Global AI and Data Science

 View Only

K Means Clustering

By Moloy De posted Fri October 27, 2023 09:54 PM

  
K-means is a unsupervised learning algorithm where one wants to classify the clusters. It involves initialization and performing iterative Expectation Maximization (EM) steps until convergence or when maximum iteration is reached.
 
During initialization, k number of centroids are assigned based on the k-means optimization algorithm. In the Expectation (E) step, data points are assigned to clusters following their closest (by Euclidean distance) centroid. In the Maximization (M) step, centroids are updated to minimize the inertia or within-cluster sum-of-squares (WCSS). EM steps are repeated until convergence to local minima where the cluster assignment and centroids do not change.
 
When to use K-means
 
1. You want interpretability: K-means is easy to understand and interpret.
2. Clusters are even-sized and globular-shaped: K-means work well when clusters are well-separated globular shapes but do not perform well if clusters are long and irregularly shaped.
 
When to NOT use K-means
 
1. You are unsure about the number of clusters: K-means require the number of clusters to be predefined. Usually, the Elbow method, which plots WCSS against the number of clusters, is used to determine the optimal number of clusters.
2. You have outliers in the data: All data points are assigned to a cluster, hence the presence of outliers can skew the results and have to be removed or transformed.
3. You want computation efficiency: The computation cost of K-means increases with the size of data as it runs in O(tkn) time where t is the number of iterations, k is the number of clusters, and n is the number of data points. Using dimensionality reduction algorithms such as PCA can speed up computation.

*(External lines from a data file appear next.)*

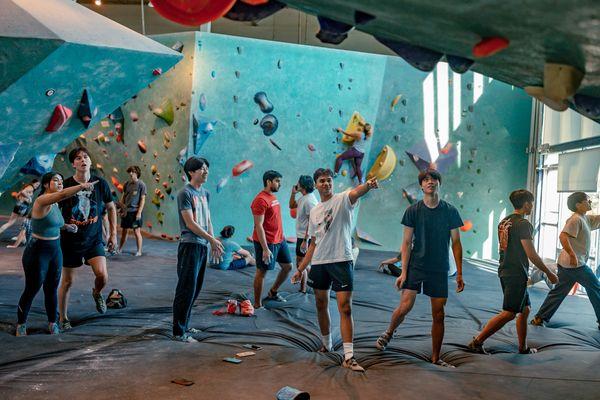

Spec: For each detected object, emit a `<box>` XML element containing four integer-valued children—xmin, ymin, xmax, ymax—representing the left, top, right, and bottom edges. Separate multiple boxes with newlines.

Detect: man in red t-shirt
<box><xmin>250</xmin><ymin>170</ymin><xmax>292</xmax><ymax>309</ymax></box>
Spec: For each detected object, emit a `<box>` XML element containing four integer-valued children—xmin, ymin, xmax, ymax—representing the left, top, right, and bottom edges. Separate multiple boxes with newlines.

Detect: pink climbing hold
<box><xmin>46</xmin><ymin>104</ymin><xmax>73</xmax><ymax>132</ymax></box>
<box><xmin>473</xmin><ymin>37</ymin><xmax>510</xmax><ymax>58</ymax></box>
<box><xmin>231</xmin><ymin>160</ymin><xmax>254</xmax><ymax>176</ymax></box>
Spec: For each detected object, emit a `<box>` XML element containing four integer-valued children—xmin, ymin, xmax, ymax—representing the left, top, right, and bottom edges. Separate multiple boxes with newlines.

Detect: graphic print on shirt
<box><xmin>69</xmin><ymin>190</ymin><xmax>98</xmax><ymax>226</ymax></box>
<box><xmin>498</xmin><ymin>219</ymin><xmax>512</xmax><ymax>251</ymax></box>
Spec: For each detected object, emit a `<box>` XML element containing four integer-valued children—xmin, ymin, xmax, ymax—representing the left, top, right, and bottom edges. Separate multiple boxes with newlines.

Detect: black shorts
<box><xmin>402</xmin><ymin>267</ymin><xmax>448</xmax><ymax>299</ymax></box>
<box><xmin>306</xmin><ymin>260</ymin><xmax>354</xmax><ymax>292</ymax></box>
<box><xmin>500</xmin><ymin>276</ymin><xmax>531</xmax><ymax>314</ymax></box>
<box><xmin>121</xmin><ymin>211</ymin><xmax>144</xmax><ymax>229</ymax></box>
<box><xmin>60</xmin><ymin>240</ymin><xmax>106</xmax><ymax>268</ymax></box>
<box><xmin>296</xmin><ymin>238</ymin><xmax>310</xmax><ymax>258</ymax></box>
<box><xmin>254</xmin><ymin>240</ymin><xmax>292</xmax><ymax>271</ymax></box>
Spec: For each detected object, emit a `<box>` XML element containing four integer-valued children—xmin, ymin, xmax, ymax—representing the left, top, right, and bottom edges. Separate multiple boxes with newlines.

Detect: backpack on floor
<box><xmin>106</xmin><ymin>289</ymin><xmax>127</xmax><ymax>309</ymax></box>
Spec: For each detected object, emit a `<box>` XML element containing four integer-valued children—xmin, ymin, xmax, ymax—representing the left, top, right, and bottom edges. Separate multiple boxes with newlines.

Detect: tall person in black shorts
<box><xmin>119</xmin><ymin>165</ymin><xmax>146</xmax><ymax>257</ymax></box>
<box><xmin>58</xmin><ymin>147</ymin><xmax>117</xmax><ymax>330</ymax></box>
<box><xmin>467</xmin><ymin>189</ymin><xmax>558</xmax><ymax>354</ymax></box>
<box><xmin>375</xmin><ymin>169</ymin><xmax>465</xmax><ymax>367</ymax></box>
<box><xmin>290</xmin><ymin>175</ymin><xmax>318</xmax><ymax>293</ymax></box>
<box><xmin>292</xmin><ymin>168</ymin><xmax>379</xmax><ymax>372</ymax></box>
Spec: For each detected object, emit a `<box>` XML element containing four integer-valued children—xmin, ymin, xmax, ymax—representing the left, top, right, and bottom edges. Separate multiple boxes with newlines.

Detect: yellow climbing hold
<box><xmin>367</xmin><ymin>145</ymin><xmax>398</xmax><ymax>181</ymax></box>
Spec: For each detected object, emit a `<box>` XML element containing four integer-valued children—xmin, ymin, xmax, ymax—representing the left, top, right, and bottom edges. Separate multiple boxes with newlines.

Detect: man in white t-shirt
<box><xmin>290</xmin><ymin>175</ymin><xmax>318</xmax><ymax>293</ymax></box>
<box><xmin>531</xmin><ymin>192</ymin><xmax>600</xmax><ymax>329</ymax></box>
<box><xmin>292</xmin><ymin>168</ymin><xmax>379</xmax><ymax>372</ymax></box>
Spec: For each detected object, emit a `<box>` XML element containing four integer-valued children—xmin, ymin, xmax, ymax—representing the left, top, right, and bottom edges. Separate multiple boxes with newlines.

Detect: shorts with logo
<box><xmin>254</xmin><ymin>239</ymin><xmax>292</xmax><ymax>271</ymax></box>
<box><xmin>307</xmin><ymin>260</ymin><xmax>354</xmax><ymax>292</ymax></box>
<box><xmin>402</xmin><ymin>266</ymin><xmax>448</xmax><ymax>299</ymax></box>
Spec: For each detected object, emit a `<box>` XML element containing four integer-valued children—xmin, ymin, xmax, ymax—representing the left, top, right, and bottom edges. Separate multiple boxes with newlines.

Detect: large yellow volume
<box><xmin>367</xmin><ymin>145</ymin><xmax>397</xmax><ymax>181</ymax></box>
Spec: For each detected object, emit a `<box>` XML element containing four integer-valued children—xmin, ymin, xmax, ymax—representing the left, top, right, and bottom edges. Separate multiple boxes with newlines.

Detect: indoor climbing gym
<box><xmin>0</xmin><ymin>0</ymin><xmax>600</xmax><ymax>400</ymax></box>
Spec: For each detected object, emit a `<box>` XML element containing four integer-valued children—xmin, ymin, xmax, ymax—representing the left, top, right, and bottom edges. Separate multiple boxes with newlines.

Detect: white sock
<box><xmin>343</xmin><ymin>343</ymin><xmax>354</xmax><ymax>360</ymax></box>
<box><xmin>321</xmin><ymin>333</ymin><xmax>333</xmax><ymax>351</ymax></box>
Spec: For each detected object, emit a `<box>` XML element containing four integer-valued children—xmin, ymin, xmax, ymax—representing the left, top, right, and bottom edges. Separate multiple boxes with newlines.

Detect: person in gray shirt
<box><xmin>119</xmin><ymin>165</ymin><xmax>147</xmax><ymax>257</ymax></box>
<box><xmin>173</xmin><ymin>157</ymin><xmax>223</xmax><ymax>343</ymax></box>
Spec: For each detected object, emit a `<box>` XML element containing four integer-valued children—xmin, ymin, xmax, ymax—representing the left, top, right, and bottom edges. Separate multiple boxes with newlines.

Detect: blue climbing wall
<box><xmin>358</xmin><ymin>58</ymin><xmax>531</xmax><ymax>258</ymax></box>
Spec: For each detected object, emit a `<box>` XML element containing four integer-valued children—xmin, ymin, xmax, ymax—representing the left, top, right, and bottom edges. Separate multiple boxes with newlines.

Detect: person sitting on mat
<box><xmin>210</xmin><ymin>225</ymin><xmax>256</xmax><ymax>270</ymax></box>
<box><xmin>334</xmin><ymin>124</ymin><xmax>373</xmax><ymax>184</ymax></box>
<box><xmin>467</xmin><ymin>189</ymin><xmax>558</xmax><ymax>354</ymax></box>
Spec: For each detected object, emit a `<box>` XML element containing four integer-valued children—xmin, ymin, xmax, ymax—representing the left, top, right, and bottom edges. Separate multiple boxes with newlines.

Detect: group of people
<box><xmin>9</xmin><ymin>148</ymin><xmax>600</xmax><ymax>371</ymax></box>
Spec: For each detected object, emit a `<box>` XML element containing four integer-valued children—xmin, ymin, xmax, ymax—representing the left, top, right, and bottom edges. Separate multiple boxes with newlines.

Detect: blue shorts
<box><xmin>254</xmin><ymin>240</ymin><xmax>292</xmax><ymax>271</ymax></box>
<box><xmin>402</xmin><ymin>267</ymin><xmax>448</xmax><ymax>299</ymax></box>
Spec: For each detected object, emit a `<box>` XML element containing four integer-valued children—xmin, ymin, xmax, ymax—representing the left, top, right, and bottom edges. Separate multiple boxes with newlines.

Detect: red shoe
<box><xmin>239</xmin><ymin>300</ymin><xmax>254</xmax><ymax>317</ymax></box>
<box><xmin>227</xmin><ymin>299</ymin><xmax>238</xmax><ymax>314</ymax></box>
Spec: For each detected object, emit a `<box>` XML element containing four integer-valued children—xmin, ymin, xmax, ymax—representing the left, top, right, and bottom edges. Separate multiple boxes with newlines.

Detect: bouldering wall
<box><xmin>0</xmin><ymin>0</ymin><xmax>181</xmax><ymax>195</ymax></box>
<box><xmin>56</xmin><ymin>32</ymin><xmax>386</xmax><ymax>242</ymax></box>
<box><xmin>358</xmin><ymin>58</ymin><xmax>531</xmax><ymax>259</ymax></box>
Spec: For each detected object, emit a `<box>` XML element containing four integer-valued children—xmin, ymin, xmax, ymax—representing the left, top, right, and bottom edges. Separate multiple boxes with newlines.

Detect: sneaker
<box><xmin>467</xmin><ymin>337</ymin><xmax>488</xmax><ymax>354</ymax></box>
<box><xmin>239</xmin><ymin>300</ymin><xmax>254</xmax><ymax>317</ymax></box>
<box><xmin>529</xmin><ymin>315</ymin><xmax>545</xmax><ymax>326</ymax></box>
<box><xmin>342</xmin><ymin>357</ymin><xmax>365</xmax><ymax>372</ymax></box>
<box><xmin>173</xmin><ymin>335</ymin><xmax>198</xmax><ymax>343</ymax></box>
<box><xmin>263</xmin><ymin>290</ymin><xmax>287</xmax><ymax>303</ymax></box>
<box><xmin>375</xmin><ymin>331</ymin><xmax>392</xmax><ymax>351</ymax></box>
<box><xmin>48</xmin><ymin>322</ymin><xmax>60</xmax><ymax>335</ymax></box>
<box><xmin>15</xmin><ymin>324</ymin><xmax>27</xmax><ymax>336</ymax></box>
<box><xmin>227</xmin><ymin>299</ymin><xmax>238</xmax><ymax>314</ymax></box>
<box><xmin>58</xmin><ymin>319</ymin><xmax>73</xmax><ymax>332</ymax></box>
<box><xmin>92</xmin><ymin>289</ymin><xmax>106</xmax><ymax>314</ymax></box>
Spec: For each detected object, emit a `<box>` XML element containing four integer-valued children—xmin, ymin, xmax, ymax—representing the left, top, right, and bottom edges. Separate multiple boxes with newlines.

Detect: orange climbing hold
<box><xmin>473</xmin><ymin>37</ymin><xmax>510</xmax><ymax>58</ymax></box>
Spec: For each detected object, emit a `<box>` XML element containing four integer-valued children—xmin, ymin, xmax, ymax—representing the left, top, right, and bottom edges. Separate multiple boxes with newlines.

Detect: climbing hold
<box><xmin>77</xmin><ymin>89</ymin><xmax>98</xmax><ymax>128</ymax></box>
<box><xmin>473</xmin><ymin>37</ymin><xmax>510</xmax><ymax>58</ymax></box>
<box><xmin>171</xmin><ymin>40</ymin><xmax>183</xmax><ymax>53</ymax></box>
<box><xmin>152</xmin><ymin>99</ymin><xmax>175</xmax><ymax>125</ymax></box>
<box><xmin>260</xmin><ymin>114</ymin><xmax>279</xmax><ymax>136</ymax></box>
<box><xmin>46</xmin><ymin>104</ymin><xmax>73</xmax><ymax>132</ymax></box>
<box><xmin>573</xmin><ymin>94</ymin><xmax>600</xmax><ymax>119</ymax></box>
<box><xmin>231</xmin><ymin>160</ymin><xmax>254</xmax><ymax>176</ymax></box>
<box><xmin>269</xmin><ymin>139</ymin><xmax>281</xmax><ymax>151</ymax></box>
<box><xmin>390</xmin><ymin>94</ymin><xmax>402</xmax><ymax>111</ymax></box>
<box><xmin>138</xmin><ymin>139</ymin><xmax>147</xmax><ymax>153</ymax></box>
<box><xmin>316</xmin><ymin>16</ymin><xmax>354</xmax><ymax>44</ymax></box>
<box><xmin>375</xmin><ymin>37</ymin><xmax>443</xmax><ymax>72</ymax></box>
<box><xmin>152</xmin><ymin>0</ymin><xmax>235</xmax><ymax>27</ymax></box>
<box><xmin>254</xmin><ymin>92</ymin><xmax>275</xmax><ymax>114</ymax></box>
<box><xmin>544</xmin><ymin>63</ymin><xmax>583</xmax><ymax>101</ymax></box>
<box><xmin>217</xmin><ymin>176</ymin><xmax>229</xmax><ymax>193</ymax></box>
<box><xmin>446</xmin><ymin>54</ymin><xmax>474</xmax><ymax>74</ymax></box>
<box><xmin>460</xmin><ymin>219</ymin><xmax>473</xmax><ymax>232</ymax></box>
<box><xmin>367</xmin><ymin>145</ymin><xmax>397</xmax><ymax>181</ymax></box>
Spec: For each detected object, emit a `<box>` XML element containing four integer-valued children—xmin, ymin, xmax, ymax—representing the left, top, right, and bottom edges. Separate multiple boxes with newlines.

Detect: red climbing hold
<box><xmin>152</xmin><ymin>0</ymin><xmax>235</xmax><ymax>26</ymax></box>
<box><xmin>46</xmin><ymin>104</ymin><xmax>73</xmax><ymax>132</ymax></box>
<box><xmin>231</xmin><ymin>160</ymin><xmax>254</xmax><ymax>176</ymax></box>
<box><xmin>473</xmin><ymin>37</ymin><xmax>510</xmax><ymax>57</ymax></box>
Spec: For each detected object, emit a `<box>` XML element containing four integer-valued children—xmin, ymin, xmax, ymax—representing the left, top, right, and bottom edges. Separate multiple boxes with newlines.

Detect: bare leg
<box><xmin>431</xmin><ymin>297</ymin><xmax>446</xmax><ymax>364</ymax></box>
<box><xmin>254</xmin><ymin>268</ymin><xmax>267</xmax><ymax>308</ymax></box>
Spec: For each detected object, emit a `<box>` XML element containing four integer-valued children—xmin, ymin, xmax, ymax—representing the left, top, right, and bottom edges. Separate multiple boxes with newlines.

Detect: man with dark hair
<box><xmin>292</xmin><ymin>168</ymin><xmax>379</xmax><ymax>372</ymax></box>
<box><xmin>250</xmin><ymin>170</ymin><xmax>292</xmax><ymax>310</ymax></box>
<box><xmin>290</xmin><ymin>175</ymin><xmax>318</xmax><ymax>293</ymax></box>
<box><xmin>467</xmin><ymin>189</ymin><xmax>558</xmax><ymax>354</ymax></box>
<box><xmin>173</xmin><ymin>157</ymin><xmax>223</xmax><ymax>343</ymax></box>
<box><xmin>58</xmin><ymin>147</ymin><xmax>117</xmax><ymax>330</ymax></box>
<box><xmin>375</xmin><ymin>169</ymin><xmax>465</xmax><ymax>368</ymax></box>
<box><xmin>531</xmin><ymin>192</ymin><xmax>600</xmax><ymax>329</ymax></box>
<box><xmin>119</xmin><ymin>165</ymin><xmax>146</xmax><ymax>257</ymax></box>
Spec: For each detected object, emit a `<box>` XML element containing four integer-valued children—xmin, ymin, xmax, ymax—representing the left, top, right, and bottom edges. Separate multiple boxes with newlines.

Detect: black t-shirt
<box><xmin>59</xmin><ymin>176</ymin><xmax>113</xmax><ymax>247</ymax></box>
<box><xmin>402</xmin><ymin>200</ymin><xmax>463</xmax><ymax>273</ymax></box>
<box><xmin>498</xmin><ymin>214</ymin><xmax>533</xmax><ymax>279</ymax></box>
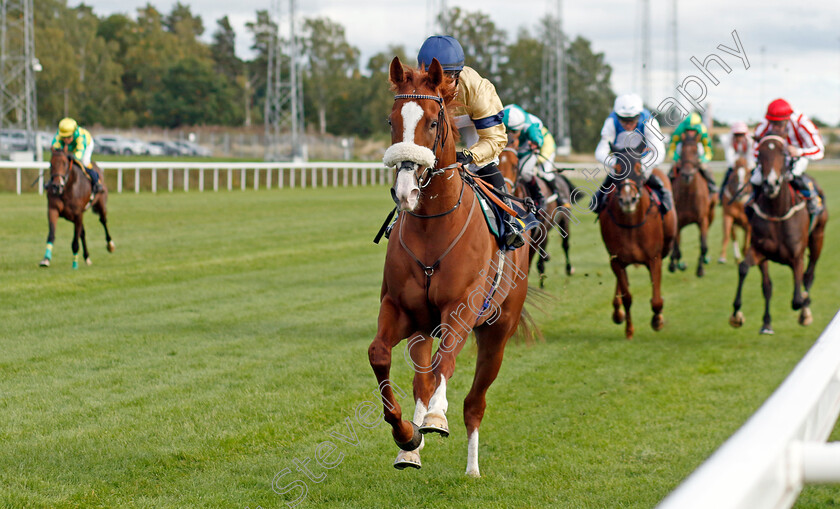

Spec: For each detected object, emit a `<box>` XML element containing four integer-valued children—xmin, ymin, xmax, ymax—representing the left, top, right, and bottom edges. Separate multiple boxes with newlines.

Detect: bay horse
<box><xmin>368</xmin><ymin>57</ymin><xmax>529</xmax><ymax>477</ymax></box>
<box><xmin>40</xmin><ymin>150</ymin><xmax>115</xmax><ymax>269</ymax></box>
<box><xmin>499</xmin><ymin>133</ymin><xmax>575</xmax><ymax>288</ymax></box>
<box><xmin>718</xmin><ymin>156</ymin><xmax>752</xmax><ymax>263</ymax></box>
<box><xmin>729</xmin><ymin>134</ymin><xmax>828</xmax><ymax>334</ymax></box>
<box><xmin>668</xmin><ymin>130</ymin><xmax>715</xmax><ymax>277</ymax></box>
<box><xmin>598</xmin><ymin>142</ymin><xmax>677</xmax><ymax>339</ymax></box>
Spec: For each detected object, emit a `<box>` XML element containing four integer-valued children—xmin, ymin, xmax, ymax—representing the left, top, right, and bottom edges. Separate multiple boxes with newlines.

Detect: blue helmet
<box><xmin>417</xmin><ymin>35</ymin><xmax>464</xmax><ymax>71</ymax></box>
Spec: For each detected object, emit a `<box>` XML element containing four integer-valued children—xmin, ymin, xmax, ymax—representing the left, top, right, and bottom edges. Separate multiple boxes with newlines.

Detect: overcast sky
<box><xmin>79</xmin><ymin>0</ymin><xmax>840</xmax><ymax>125</ymax></box>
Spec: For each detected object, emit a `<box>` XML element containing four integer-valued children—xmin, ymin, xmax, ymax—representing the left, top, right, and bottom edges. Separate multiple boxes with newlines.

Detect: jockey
<box><xmin>668</xmin><ymin>112</ymin><xmax>718</xmax><ymax>196</ymax></box>
<box><xmin>502</xmin><ymin>104</ymin><xmax>559</xmax><ymax>207</ymax></box>
<box><xmin>592</xmin><ymin>94</ymin><xmax>673</xmax><ymax>214</ymax></box>
<box><xmin>719</xmin><ymin>122</ymin><xmax>755</xmax><ymax>203</ymax></box>
<box><xmin>750</xmin><ymin>99</ymin><xmax>825</xmax><ymax>218</ymax></box>
<box><xmin>417</xmin><ymin>35</ymin><xmax>525</xmax><ymax>247</ymax></box>
<box><xmin>52</xmin><ymin>117</ymin><xmax>102</xmax><ymax>195</ymax></box>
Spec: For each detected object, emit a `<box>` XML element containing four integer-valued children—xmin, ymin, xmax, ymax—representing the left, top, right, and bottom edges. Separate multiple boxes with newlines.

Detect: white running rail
<box><xmin>657</xmin><ymin>313</ymin><xmax>840</xmax><ymax>509</ymax></box>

QUESTION I: Is K-median a viable option to handle outliers while clustering?

QUESTION II: How to set the value of K prior to the analysis?

REFERENCE: 6 Types of Clustering Methods — An Overview Blog

1 comment
8 views

Permalink

Comments

Mon April 08, 2024 05:54 PM

To help with your first question;

Yes, K-median clustering can be a viable option for handling outliers to some extent, but it might not be the best choice in all scenarios. Here's how K-median clustering can address outliers:

  1. Robustness to outliers: K-median clustering tends to be more robust to outliers compared to K-means clustering. This is because K-median uses medians instead of means to calculate cluster centroids. Since medians are less sensitive to outliers than means, K-median can produce better cluster assignments when dealing with datasets that contain outliers.

  2. Distance metric choice: The choice of distance metric in K-median clustering can also affect its robustness to outliers. Using robust distance metrics such as Manhattan distance or Mahalanobis distance can further improve the ability of K-median to handle outliers.

  3. Parameter tuning: Adjusting the value of K (the number of clusters) can also help in dealing with outliers. Increasing the value of K can allow outliers to form their own clusters instead of being lumped together with other data points.

However, despite these advantages, K-median clustering may still struggle with very high-dimensional data or datasets with extremely skewed distributions of points. In such cases, other clustering algorithms specifically designed to handle outliers, such as DBSCAN (Density-Based Spatial Clustering of Applications with Noise) or OPTICS (Ordering Points To Identify the Clustering Structure), might be more suitable.

In summary, while K-median clustering can offer some degree of robustness to outliers, its effectiveness depends on the specific characteristics of the dataset and the clustering task at hand. It's essential to consider the nature of the data and possibly experiment with different clustering algorithms to find the most suitable one for handling outliers.